Ahora bien: donde la situación de articulación y “diálogo” resulta sorprendentemente inhábil  es  en la “juntura” de las fotografías de Mario Vivado con las de Antonio Quintana, que dicho sea de paso, está distribuido convenientemente en varias zonas.   Al menos, la curatoría enfatiza en el rol de Quintana en la constructividad de la historia de la fotografía, por sobre las determinaciones de Sergio Larraín, convertido en canon.  La verdad es que ya hace varios años he señalado la existencia de dos vertientes en la fotografía chilena contemporáneo; la primera, eisensteniana y hasta un poco stakhanovista, de Quintana; la segunda,  coincidiendo con la mirada del oligarca que regresa de la saturación que impone la clase de origen para ocuparse de la vulnerabilidad de los otros, Larrain. 

A estas alturas ni siquiera importa el título de las secciones. La imagen de una ¿performance? de las Yeguas conectadas a las manos abiertas de un campesino reduce en extremo la fiabilidad  en las conexiones arbitrarias, que  además de promover la  desnaturalización del soporte, borra las diferencias temporales y unifica  condiciones de enunciación que resultan inaceptables.   ¿Era necesario disponer esas fotografías en cajas de luz?  Y las manos abiertas,  ¿no remiten a la carátula de un disco de Víctor Jara de fines de los sesenta?  Esas manos construyen códigos  para una dependencia simbólica  cuya procedencia  se remonta a los rudimentos básicos de una historia del gesto bíblico.  De modo que la gráfica en dicha coyuntura construía la memoria de una izquierda ascendente y miserabilista; miserabilista porque había descubierto las ventajas del victimalismo representacional, para legitimar su ascenso.  Todo ya estaba reproducido. 




Tercera dependencia: el fantasma de un cierto arte contemporáneo que se aborda con un rencor mal disimulado  termina por traicionar la corrección política de la muestra.

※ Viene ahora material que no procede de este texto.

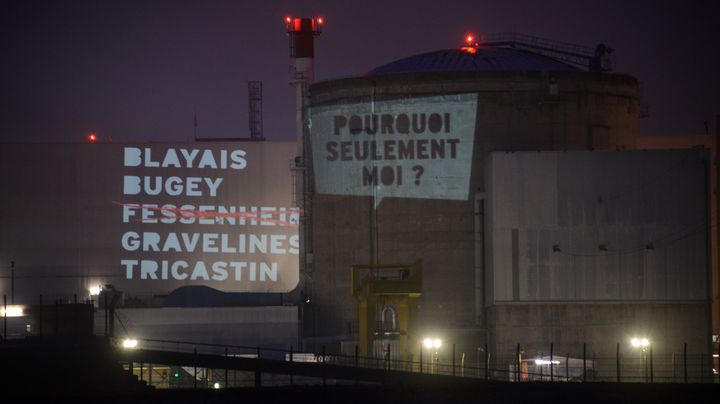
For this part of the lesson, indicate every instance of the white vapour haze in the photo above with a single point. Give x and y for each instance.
(415, 148)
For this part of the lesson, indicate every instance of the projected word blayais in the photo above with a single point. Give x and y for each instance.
(415, 148)
(190, 215)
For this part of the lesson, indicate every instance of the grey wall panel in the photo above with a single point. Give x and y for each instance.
(626, 225)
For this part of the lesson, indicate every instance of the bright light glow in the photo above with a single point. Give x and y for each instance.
(639, 342)
(546, 362)
(12, 311)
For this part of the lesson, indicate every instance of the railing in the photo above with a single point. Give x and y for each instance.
(642, 367)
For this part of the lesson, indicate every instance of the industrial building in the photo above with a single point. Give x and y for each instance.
(546, 229)
(493, 197)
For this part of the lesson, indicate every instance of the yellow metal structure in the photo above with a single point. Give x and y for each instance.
(387, 296)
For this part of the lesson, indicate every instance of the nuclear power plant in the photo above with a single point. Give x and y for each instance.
(488, 204)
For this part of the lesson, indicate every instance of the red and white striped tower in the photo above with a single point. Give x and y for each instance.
(302, 33)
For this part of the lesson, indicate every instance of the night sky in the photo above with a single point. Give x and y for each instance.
(140, 70)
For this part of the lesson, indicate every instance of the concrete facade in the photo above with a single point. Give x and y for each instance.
(596, 248)
(515, 111)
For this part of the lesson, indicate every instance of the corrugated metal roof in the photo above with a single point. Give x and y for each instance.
(483, 59)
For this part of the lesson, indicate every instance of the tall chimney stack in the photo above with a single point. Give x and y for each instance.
(302, 33)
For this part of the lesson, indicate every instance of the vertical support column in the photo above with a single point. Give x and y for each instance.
(584, 362)
(40, 317)
(453, 359)
(617, 362)
(552, 370)
(685, 362)
(5, 317)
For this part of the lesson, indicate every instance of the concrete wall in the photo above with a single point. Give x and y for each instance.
(62, 220)
(548, 279)
(582, 226)
(515, 112)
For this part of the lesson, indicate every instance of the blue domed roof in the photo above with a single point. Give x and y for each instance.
(463, 60)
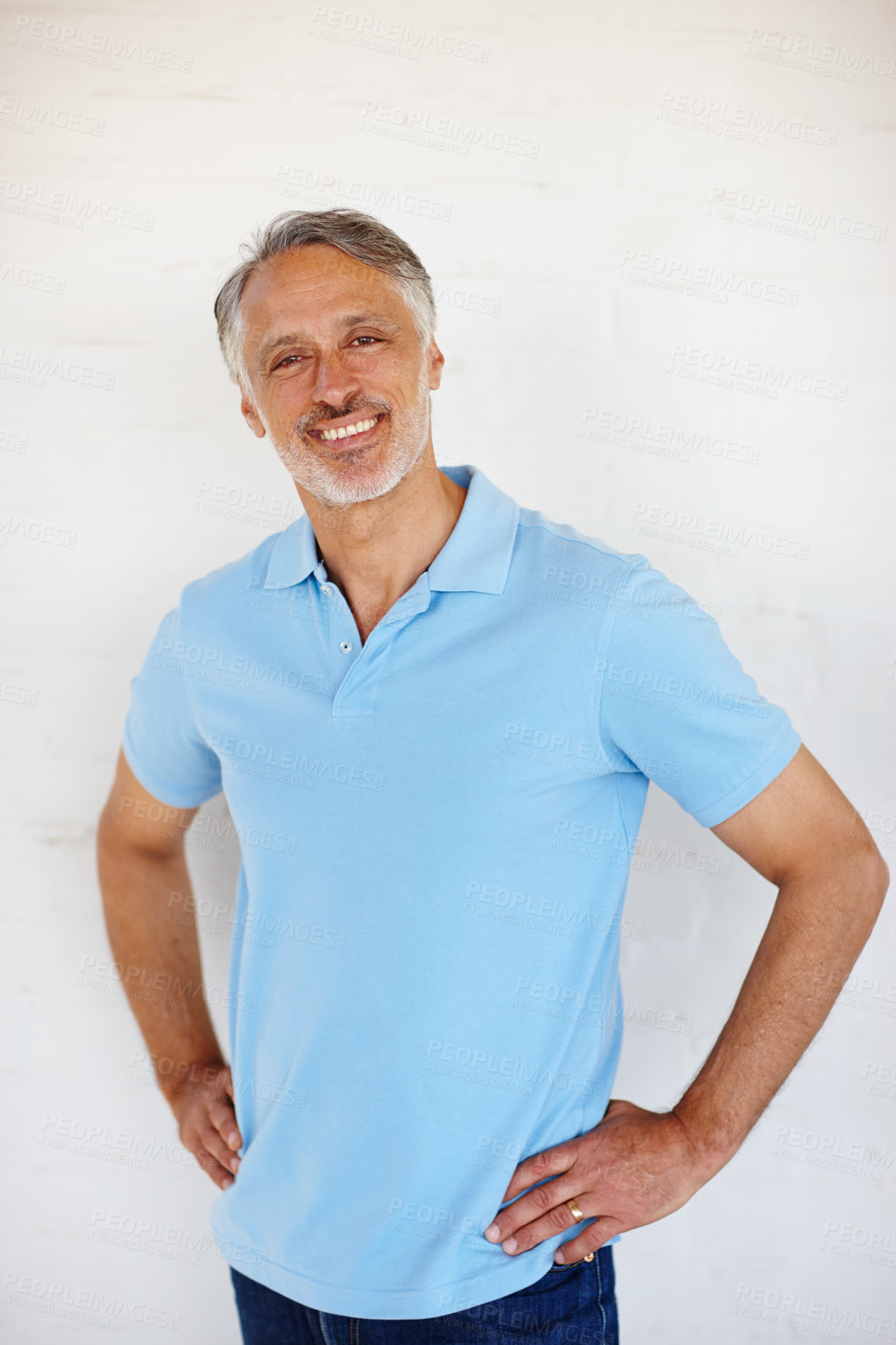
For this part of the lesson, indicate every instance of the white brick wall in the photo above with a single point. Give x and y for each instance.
(659, 238)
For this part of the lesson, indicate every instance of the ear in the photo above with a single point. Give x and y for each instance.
(436, 363)
(252, 417)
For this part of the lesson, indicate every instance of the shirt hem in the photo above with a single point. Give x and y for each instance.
(167, 795)
(745, 793)
(384, 1305)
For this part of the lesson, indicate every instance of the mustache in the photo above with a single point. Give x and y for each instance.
(367, 402)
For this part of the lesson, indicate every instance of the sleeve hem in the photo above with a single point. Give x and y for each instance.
(745, 793)
(170, 795)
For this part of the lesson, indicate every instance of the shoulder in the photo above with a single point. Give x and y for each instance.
(226, 587)
(571, 558)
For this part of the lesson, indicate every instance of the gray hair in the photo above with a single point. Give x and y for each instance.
(352, 231)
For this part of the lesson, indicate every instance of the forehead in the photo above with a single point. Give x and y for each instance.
(311, 284)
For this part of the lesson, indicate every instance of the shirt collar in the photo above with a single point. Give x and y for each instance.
(475, 557)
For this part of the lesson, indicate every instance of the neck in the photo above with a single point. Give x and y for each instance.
(378, 549)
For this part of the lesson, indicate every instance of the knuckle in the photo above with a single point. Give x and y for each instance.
(545, 1197)
(558, 1218)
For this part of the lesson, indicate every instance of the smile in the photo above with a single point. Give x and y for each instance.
(346, 431)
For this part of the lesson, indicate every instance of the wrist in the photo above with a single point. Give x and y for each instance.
(179, 1080)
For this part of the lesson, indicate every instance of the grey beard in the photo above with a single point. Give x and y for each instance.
(350, 481)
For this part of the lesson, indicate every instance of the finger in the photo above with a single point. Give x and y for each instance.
(541, 1203)
(222, 1118)
(556, 1220)
(603, 1229)
(210, 1165)
(213, 1144)
(549, 1163)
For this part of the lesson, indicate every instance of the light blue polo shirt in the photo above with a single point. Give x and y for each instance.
(436, 830)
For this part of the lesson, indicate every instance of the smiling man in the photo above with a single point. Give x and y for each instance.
(435, 716)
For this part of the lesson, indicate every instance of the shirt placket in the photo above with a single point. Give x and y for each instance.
(357, 666)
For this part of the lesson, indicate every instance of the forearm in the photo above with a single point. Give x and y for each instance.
(817, 930)
(161, 968)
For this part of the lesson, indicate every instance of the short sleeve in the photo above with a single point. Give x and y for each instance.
(161, 744)
(677, 705)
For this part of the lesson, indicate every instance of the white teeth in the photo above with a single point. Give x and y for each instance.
(347, 431)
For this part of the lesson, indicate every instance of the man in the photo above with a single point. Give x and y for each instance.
(438, 766)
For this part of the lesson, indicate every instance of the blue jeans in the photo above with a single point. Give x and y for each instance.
(569, 1305)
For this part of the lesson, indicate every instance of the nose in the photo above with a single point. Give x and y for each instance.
(334, 381)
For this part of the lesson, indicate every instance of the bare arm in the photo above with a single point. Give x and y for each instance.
(635, 1165)
(805, 837)
(141, 865)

Estas fotografías resultan absolutamente innecesarias y logran perturbar, claro está, el aspecto sernatur  dispuesto a satisfacer las imposiciones de una obsesión didáctica, que rebaja toda dimensión liberadora  asociable a una exposición de fotografía.

Album de Chile es una prueba del poder de la imagen en la construcción de un imaginario curatorial.